Night Watch by Terry Pratchett

I decided to read this book in honor of the late and great Terry Pratchett. I’d read it described on TvTropes as one of his best books. How I felt about it? It’s good, but Going Postal is still my favorite.

Sam Vimes is chasing a cop-killer named Carcer across the rooftops of the High Energy Magic Building when a lightning strike sends them both thirty years back in time to the bad old days of Ankh-Morpork. Vimes has to figure out how to get home and keep Carcer from dooming history.

The book is unevenly good. The beginning didn’t do much for me, and it won’t make sense for people who haven’t read the other books about the Watch anyway. It picks up when the actual time travel happens. The Ankh-Morpork of Vimes’s youth is in much worse shape than it is in the present day – it drives home how much Vetinari has accomplished during his time in power. It helps to be familiar with Les Miserables to get the full enjoyment of the book.

And then there’s the scene where Vimes and the younger version of himself find Findthee Swing’s special basement. That scene blew me away. Very little is actually described. It’s a master example of leaving details out to make a story more scary.
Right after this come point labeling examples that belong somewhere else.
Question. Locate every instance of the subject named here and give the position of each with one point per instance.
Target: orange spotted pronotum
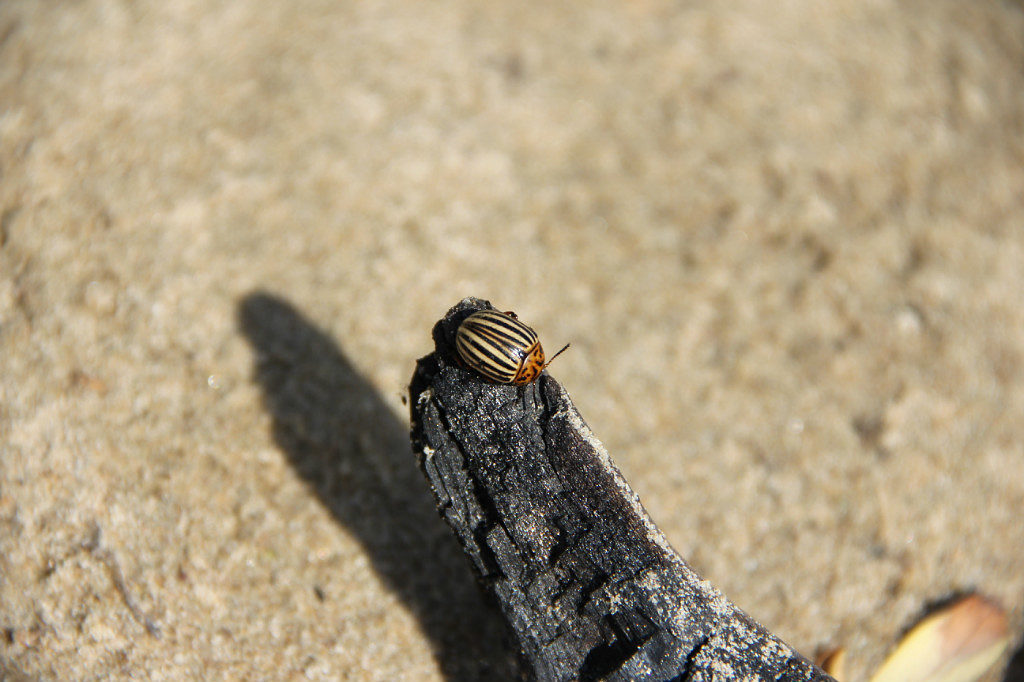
(501, 348)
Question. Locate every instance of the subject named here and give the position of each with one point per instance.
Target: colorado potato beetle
(501, 348)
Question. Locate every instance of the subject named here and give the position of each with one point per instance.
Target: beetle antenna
(564, 348)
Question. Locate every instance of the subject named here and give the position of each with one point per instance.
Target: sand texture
(784, 239)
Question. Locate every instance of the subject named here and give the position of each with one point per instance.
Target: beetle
(501, 348)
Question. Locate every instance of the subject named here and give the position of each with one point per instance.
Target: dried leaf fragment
(957, 643)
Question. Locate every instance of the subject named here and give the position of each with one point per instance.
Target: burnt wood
(589, 586)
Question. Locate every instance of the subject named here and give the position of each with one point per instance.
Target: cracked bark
(589, 586)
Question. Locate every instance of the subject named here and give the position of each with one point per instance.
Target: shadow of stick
(355, 456)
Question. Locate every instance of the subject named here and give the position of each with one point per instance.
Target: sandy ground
(784, 239)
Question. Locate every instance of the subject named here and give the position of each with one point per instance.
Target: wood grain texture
(588, 584)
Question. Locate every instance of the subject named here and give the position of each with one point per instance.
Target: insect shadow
(354, 455)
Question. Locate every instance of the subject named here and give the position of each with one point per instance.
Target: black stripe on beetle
(501, 348)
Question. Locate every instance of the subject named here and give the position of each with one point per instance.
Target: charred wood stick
(589, 586)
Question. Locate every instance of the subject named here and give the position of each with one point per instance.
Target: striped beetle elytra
(501, 348)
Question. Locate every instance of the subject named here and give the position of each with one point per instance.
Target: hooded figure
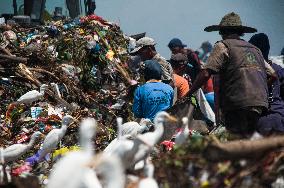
(273, 120)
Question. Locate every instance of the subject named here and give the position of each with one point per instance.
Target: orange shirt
(182, 85)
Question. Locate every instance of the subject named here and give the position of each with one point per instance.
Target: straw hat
(231, 21)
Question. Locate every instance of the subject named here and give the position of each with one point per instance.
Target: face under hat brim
(135, 50)
(244, 29)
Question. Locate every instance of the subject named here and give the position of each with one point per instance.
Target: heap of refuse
(83, 64)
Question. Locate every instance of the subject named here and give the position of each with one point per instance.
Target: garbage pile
(204, 161)
(76, 67)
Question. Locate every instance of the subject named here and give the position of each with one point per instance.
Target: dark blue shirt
(151, 98)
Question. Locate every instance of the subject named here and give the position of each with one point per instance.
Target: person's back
(156, 97)
(244, 71)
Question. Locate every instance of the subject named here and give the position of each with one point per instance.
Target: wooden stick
(242, 148)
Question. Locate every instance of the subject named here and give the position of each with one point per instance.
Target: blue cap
(175, 42)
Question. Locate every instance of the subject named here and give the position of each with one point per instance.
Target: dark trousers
(241, 121)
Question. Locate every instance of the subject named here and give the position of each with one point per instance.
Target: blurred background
(185, 19)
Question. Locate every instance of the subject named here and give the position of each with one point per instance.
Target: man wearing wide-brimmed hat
(243, 78)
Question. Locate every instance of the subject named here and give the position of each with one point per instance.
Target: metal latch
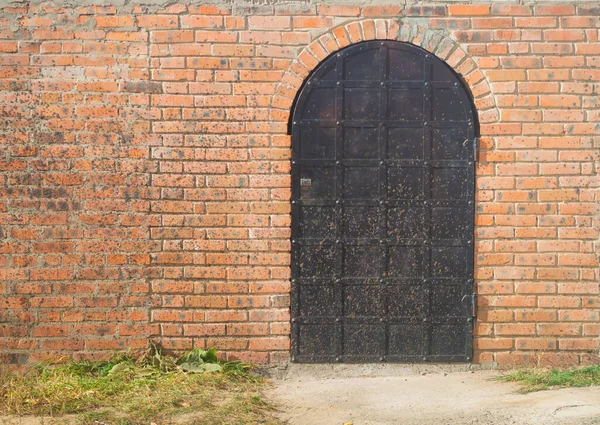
(473, 298)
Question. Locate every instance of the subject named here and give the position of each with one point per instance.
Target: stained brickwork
(145, 174)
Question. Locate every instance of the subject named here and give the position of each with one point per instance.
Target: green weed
(539, 380)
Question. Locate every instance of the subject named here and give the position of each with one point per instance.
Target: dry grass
(137, 392)
(539, 380)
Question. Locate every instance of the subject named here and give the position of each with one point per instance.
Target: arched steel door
(382, 209)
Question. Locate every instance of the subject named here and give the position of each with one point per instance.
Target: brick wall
(145, 182)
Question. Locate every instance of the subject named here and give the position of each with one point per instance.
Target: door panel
(382, 209)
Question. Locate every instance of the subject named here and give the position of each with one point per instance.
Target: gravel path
(422, 396)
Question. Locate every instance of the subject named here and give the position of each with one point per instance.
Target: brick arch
(434, 41)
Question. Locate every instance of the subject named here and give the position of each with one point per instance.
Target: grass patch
(539, 380)
(129, 391)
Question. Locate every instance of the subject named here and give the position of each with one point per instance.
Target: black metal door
(382, 209)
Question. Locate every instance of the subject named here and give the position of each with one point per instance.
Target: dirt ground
(318, 395)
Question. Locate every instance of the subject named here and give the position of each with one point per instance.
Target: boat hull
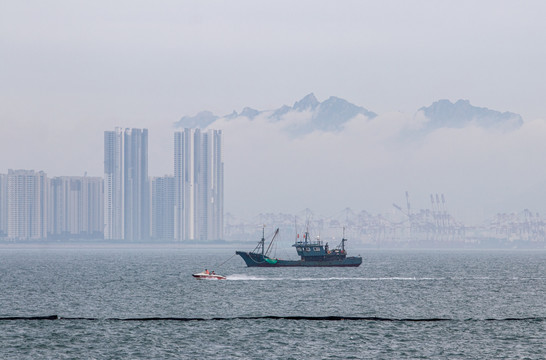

We’re also treated to a view of Reg Shoe in life. And we get to witness his finest moment, the one at which he becomes a zombie. But then the action moves away from him. Inquiring minds want to know what his first few days as a zombie were like. Did he freak out? (I would.) How did he figure out how to keep himself from rotting? I like to imagine some kind undertaker took him under wing and explained the facts of undeath.

Night Watch manages to be both dark and funny. It’s just as worth reading as all of Terry Pratchett’s stuff.